The interpretation of his recently discovered manuscript shows how the system works. Nostradamus drew a castle tower on fire, so that must be the World Trade Center. And he mentions "a fruitless war," which must refer to Iraq. Surely, there have been no other fruitless wars since the 16th century, and no other flaming towers.
Now if Nostradamus had drawn twin towers, and situated them in lower Manhattan, he might have earned my respect. Or if he'd predicted this negative review by drawing a hyena cackling in front of a TV set.
Frontline
Tuesday, 8 pm (WHA)
Around Halloween we make light of corpses: a way of expressing our anxiety about death. And what better way to calm our nerves than with bagfuls of candy?
"The Undertaking" doesn't make light of corpses. Set at a funeral parlor in small-town Michigan, the documentary stares at them without flinching. The narrator is Thomas Lynch, whose family has long made a living from death. Lynch reads excerpts from his book The Undertaking, full of profound utterances about our time above and below ground. "Undertakings are the things we do to vest the lives we lead against the cold, the meaningless, the void, the noisy blather, and the blinding dark," he says.

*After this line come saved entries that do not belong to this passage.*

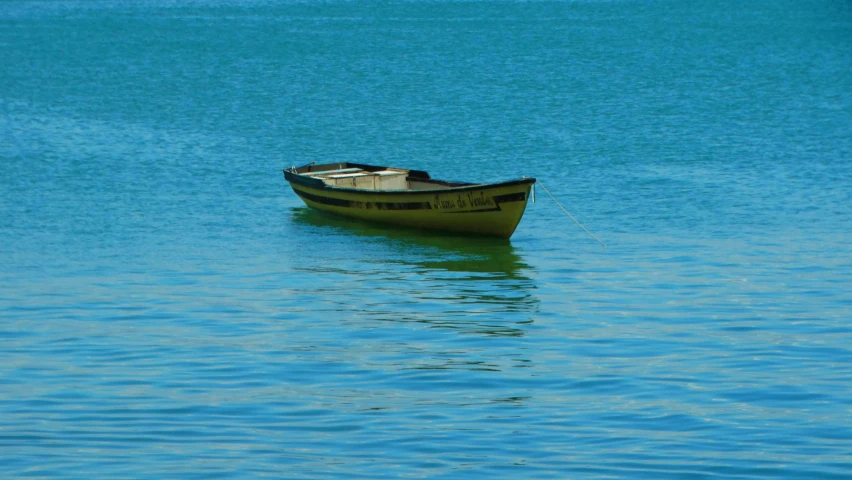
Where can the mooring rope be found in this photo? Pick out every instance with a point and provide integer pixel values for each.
(569, 215)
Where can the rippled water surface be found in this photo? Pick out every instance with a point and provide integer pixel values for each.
(170, 309)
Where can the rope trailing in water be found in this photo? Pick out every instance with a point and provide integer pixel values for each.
(569, 215)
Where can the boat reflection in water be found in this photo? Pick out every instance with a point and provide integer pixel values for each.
(476, 285)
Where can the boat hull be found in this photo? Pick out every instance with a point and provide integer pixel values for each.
(490, 210)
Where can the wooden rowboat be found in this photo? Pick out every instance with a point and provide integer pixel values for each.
(411, 198)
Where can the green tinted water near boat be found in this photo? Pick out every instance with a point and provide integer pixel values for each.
(169, 308)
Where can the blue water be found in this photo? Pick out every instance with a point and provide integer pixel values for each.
(170, 309)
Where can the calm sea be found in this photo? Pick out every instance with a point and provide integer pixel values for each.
(170, 309)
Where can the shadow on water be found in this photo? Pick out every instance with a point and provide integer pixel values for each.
(479, 285)
(492, 257)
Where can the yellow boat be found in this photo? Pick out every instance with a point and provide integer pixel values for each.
(412, 198)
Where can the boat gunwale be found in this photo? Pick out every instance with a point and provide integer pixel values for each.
(299, 178)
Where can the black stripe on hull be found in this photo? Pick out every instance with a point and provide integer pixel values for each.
(337, 202)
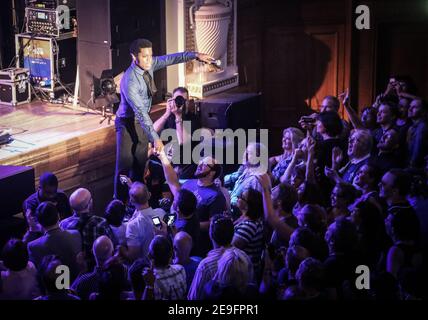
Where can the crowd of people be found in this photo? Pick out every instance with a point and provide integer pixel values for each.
(343, 194)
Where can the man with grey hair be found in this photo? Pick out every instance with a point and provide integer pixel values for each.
(255, 162)
(86, 222)
(87, 283)
(210, 198)
(359, 152)
(140, 229)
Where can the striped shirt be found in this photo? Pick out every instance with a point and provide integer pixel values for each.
(251, 232)
(91, 227)
(87, 283)
(170, 283)
(205, 272)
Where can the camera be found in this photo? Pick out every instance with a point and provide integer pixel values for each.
(179, 101)
(169, 219)
(308, 119)
(123, 179)
(157, 222)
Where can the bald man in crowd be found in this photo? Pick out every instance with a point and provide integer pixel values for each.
(140, 229)
(88, 283)
(182, 247)
(64, 244)
(86, 222)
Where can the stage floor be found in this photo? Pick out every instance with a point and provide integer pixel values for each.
(38, 124)
(72, 143)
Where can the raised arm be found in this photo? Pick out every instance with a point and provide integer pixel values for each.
(353, 116)
(140, 110)
(170, 175)
(283, 229)
(298, 153)
(180, 57)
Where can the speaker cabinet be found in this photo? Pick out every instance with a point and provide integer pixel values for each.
(231, 110)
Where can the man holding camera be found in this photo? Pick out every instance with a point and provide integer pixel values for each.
(137, 89)
(176, 109)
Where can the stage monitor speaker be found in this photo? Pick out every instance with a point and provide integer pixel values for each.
(106, 30)
(231, 110)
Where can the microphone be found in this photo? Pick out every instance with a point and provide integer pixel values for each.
(215, 63)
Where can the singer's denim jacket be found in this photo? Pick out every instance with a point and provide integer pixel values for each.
(133, 90)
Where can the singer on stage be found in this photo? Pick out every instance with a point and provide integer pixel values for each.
(134, 127)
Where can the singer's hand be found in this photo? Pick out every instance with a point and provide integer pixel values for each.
(204, 57)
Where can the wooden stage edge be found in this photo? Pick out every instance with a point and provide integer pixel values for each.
(69, 142)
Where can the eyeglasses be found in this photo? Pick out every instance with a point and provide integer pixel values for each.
(242, 198)
(205, 165)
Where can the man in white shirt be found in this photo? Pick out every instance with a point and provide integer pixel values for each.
(140, 229)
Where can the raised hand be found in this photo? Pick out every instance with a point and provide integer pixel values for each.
(264, 180)
(330, 173)
(149, 277)
(337, 156)
(344, 97)
(204, 57)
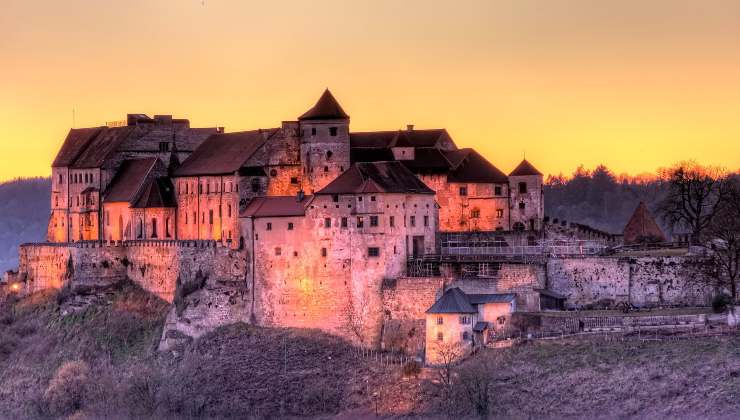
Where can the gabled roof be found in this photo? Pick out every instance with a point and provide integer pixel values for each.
(129, 179)
(105, 143)
(74, 144)
(158, 192)
(642, 227)
(525, 168)
(327, 108)
(223, 153)
(376, 177)
(453, 301)
(474, 168)
(280, 206)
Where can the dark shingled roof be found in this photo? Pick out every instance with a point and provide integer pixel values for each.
(473, 168)
(223, 153)
(327, 108)
(158, 192)
(525, 168)
(129, 179)
(376, 177)
(105, 143)
(427, 159)
(74, 144)
(276, 206)
(642, 227)
(453, 301)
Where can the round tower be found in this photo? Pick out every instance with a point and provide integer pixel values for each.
(325, 149)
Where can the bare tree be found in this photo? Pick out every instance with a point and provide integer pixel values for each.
(723, 241)
(694, 195)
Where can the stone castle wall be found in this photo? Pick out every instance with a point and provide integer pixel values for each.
(644, 281)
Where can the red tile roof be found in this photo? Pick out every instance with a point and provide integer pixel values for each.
(327, 108)
(525, 168)
(376, 177)
(224, 153)
(273, 206)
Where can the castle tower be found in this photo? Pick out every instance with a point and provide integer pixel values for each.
(527, 204)
(324, 131)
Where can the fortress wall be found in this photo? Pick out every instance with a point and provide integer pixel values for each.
(643, 281)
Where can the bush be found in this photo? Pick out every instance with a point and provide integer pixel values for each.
(411, 368)
(66, 391)
(720, 302)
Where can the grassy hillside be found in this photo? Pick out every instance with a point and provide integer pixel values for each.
(24, 213)
(101, 362)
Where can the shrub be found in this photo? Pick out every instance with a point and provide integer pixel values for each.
(66, 391)
(411, 368)
(720, 302)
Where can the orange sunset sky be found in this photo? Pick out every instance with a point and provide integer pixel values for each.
(635, 85)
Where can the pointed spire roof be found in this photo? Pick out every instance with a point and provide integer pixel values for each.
(327, 108)
(642, 227)
(525, 168)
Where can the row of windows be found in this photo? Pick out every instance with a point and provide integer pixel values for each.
(372, 251)
(374, 222)
(189, 188)
(79, 178)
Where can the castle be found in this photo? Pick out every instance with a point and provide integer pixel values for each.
(361, 234)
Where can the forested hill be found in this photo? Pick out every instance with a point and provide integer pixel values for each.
(24, 213)
(599, 199)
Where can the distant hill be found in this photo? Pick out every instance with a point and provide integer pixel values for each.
(24, 213)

"The blinding dark" gets plenty of screen time. We ogle dead bodies on hospital beds and embalming tables, in coffins and crematoriums. "I view the viewing of the dead as one of the most fundamental aspects of acknowledging grief," says one of Lynch's family members. "Reality can no longer be denied - the death is literally staring them in the face."
Why do I suddenly feel like eating a very big bagful of candy?
Nip/Tuck
Tuesday, 9 pm (FX)
All is vanity, at least on Nip/Tuck. The wicked plastic-surgery drama takes pleasure in our obsession with wrinkles and sags. It puts us under the knife, both literally and figuratively. The scalpel peels back the layers to expose our insecurities, even as it's tightening up the skin around our necks.
In the fifth-season opener, doctors Sean (Dylan Walsh) and Christian (Julian McMahon) have moved their plastic-surgery practice from Miami to Los Angeles. There's gold in them thar Hollywood Hills, but how to mine it? The doctors are patient-free until they hook up with a savvy publicist (Lauren Hutton). She delivers an aging star (Daphne Zuniga) who's losing parts to Cameron Diaz for want of calf implants. She also lands them an advisory role on Hearts 'n' Scalpels, a TV series about earnest plastic surgeons.
Hearts 'n' Scalpels is the funniest Hollywood parody this side of Entourage. I tried not to laugh too hard, lest my crow's feet show.